Bro, thank you both for the list and the podcast link. You've made my day.

extra_nos  ·  391 days ago  ·  link  ·  

No problem. I love making the podcast, and nearly every episode has a handful of book recommendations. We have covered the basics of Christian doctrine, Apologetics, and we have some great episodes on figures in church history. We are in our third year now, and this month I became the director of the 1517 podcasting network which I am launching in April.

Anytime you want more reading hit me up.

user-inactivated  ·  391 days ago  ·  link  ·  

I pretty much agree with everything you just said here. I think one of the difficult things for us to do, is appreciate the perspectives from other people. I don't mean appreciate like we would a gift, but appreciate as in understanding the nature of something. It's very easy for us to have a kneejerk reaction where because we outright reject someone else's axiom, we are tempted to find their perspective completely without merit and unworthy of consideration.

In some instances, this is really true. If the axiom that someone holds is completely toxic that the logic that stems from it is additionally toxic, we should reject the logic. Sometimes though, it's not true. For example, even though I'm not a Buddhist and I don't believe in Karma, I am still capable of appreciating the concept of Karma, how it feeds into their notions of spiritual development and morality, and how it can and cannot inform my perspective of any statement they have to make where Karma might be a core concept in that argument.

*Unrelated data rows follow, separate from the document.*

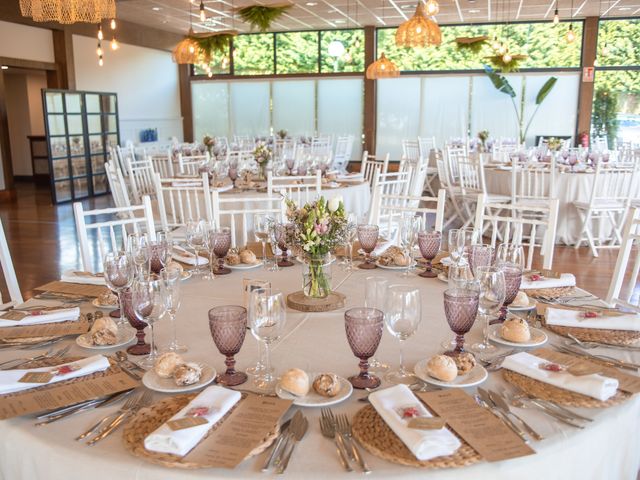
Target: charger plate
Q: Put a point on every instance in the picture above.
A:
(378, 439)
(150, 418)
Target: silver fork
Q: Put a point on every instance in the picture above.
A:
(344, 427)
(328, 430)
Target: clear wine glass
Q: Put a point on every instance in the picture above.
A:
(228, 325)
(118, 275)
(492, 293)
(147, 299)
(402, 315)
(170, 277)
(267, 319)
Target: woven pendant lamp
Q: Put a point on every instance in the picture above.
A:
(418, 31)
(68, 11)
(382, 68)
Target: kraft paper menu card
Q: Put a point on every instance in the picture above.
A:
(62, 394)
(480, 428)
(60, 329)
(241, 432)
(73, 288)
(626, 382)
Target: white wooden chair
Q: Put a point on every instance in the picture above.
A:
(8, 271)
(300, 189)
(110, 233)
(608, 203)
(370, 163)
(237, 214)
(511, 221)
(630, 236)
(182, 200)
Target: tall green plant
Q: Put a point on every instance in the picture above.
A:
(502, 85)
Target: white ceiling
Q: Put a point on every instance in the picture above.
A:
(173, 15)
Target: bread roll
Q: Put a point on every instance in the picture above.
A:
(442, 367)
(515, 330)
(295, 381)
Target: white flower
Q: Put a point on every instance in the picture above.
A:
(334, 203)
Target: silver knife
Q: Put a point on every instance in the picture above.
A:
(504, 407)
(507, 421)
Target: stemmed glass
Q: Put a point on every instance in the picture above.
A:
(492, 293)
(402, 316)
(139, 249)
(460, 308)
(267, 319)
(429, 244)
(170, 277)
(147, 299)
(363, 326)
(219, 243)
(197, 239)
(118, 274)
(228, 325)
(368, 238)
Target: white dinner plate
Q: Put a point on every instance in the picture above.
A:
(538, 337)
(244, 266)
(152, 381)
(125, 335)
(475, 376)
(313, 399)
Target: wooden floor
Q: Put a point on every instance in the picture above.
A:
(43, 242)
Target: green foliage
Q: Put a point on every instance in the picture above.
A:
(261, 17)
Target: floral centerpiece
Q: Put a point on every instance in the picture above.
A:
(262, 155)
(319, 228)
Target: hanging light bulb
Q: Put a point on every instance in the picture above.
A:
(571, 35)
(433, 7)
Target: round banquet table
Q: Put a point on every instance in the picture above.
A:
(570, 187)
(607, 448)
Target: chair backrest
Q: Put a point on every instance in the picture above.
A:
(110, 227)
(140, 178)
(300, 189)
(510, 221)
(8, 271)
(237, 213)
(370, 163)
(533, 182)
(181, 200)
(630, 236)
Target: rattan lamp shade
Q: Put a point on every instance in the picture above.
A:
(418, 31)
(68, 11)
(382, 68)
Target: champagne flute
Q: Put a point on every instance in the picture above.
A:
(403, 314)
(170, 277)
(267, 319)
(492, 293)
(118, 275)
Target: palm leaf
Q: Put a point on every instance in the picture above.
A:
(545, 90)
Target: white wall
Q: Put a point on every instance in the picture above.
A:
(146, 81)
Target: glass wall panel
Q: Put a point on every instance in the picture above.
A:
(294, 106)
(341, 109)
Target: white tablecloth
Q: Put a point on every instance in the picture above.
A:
(607, 449)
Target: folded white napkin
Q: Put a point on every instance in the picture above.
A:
(36, 318)
(424, 444)
(595, 386)
(565, 280)
(9, 378)
(218, 400)
(74, 276)
(574, 318)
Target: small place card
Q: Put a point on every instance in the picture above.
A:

If I metaphorically plug my ears and say "Lalala! Karma is dumb! Reincarnation is wrong! The progress of the human soul is linear and only goes in one direction! You're wrong!" I've put a severe hampering on the conversation and possibly the relationship of the person I'm conversing with. Where as, if I say, "I don't believe in Karma the way you do, but I see why you object to the idea of factory farming when you view the subject through the lens of your belief" all of the sudden the conversation goes better and I find myself looking at an old argument, through a new lens, potentially deepening my understanding of said argument and my personal position on it.

This applies in a lot of areas, not just religious, from personal relationships to public policies.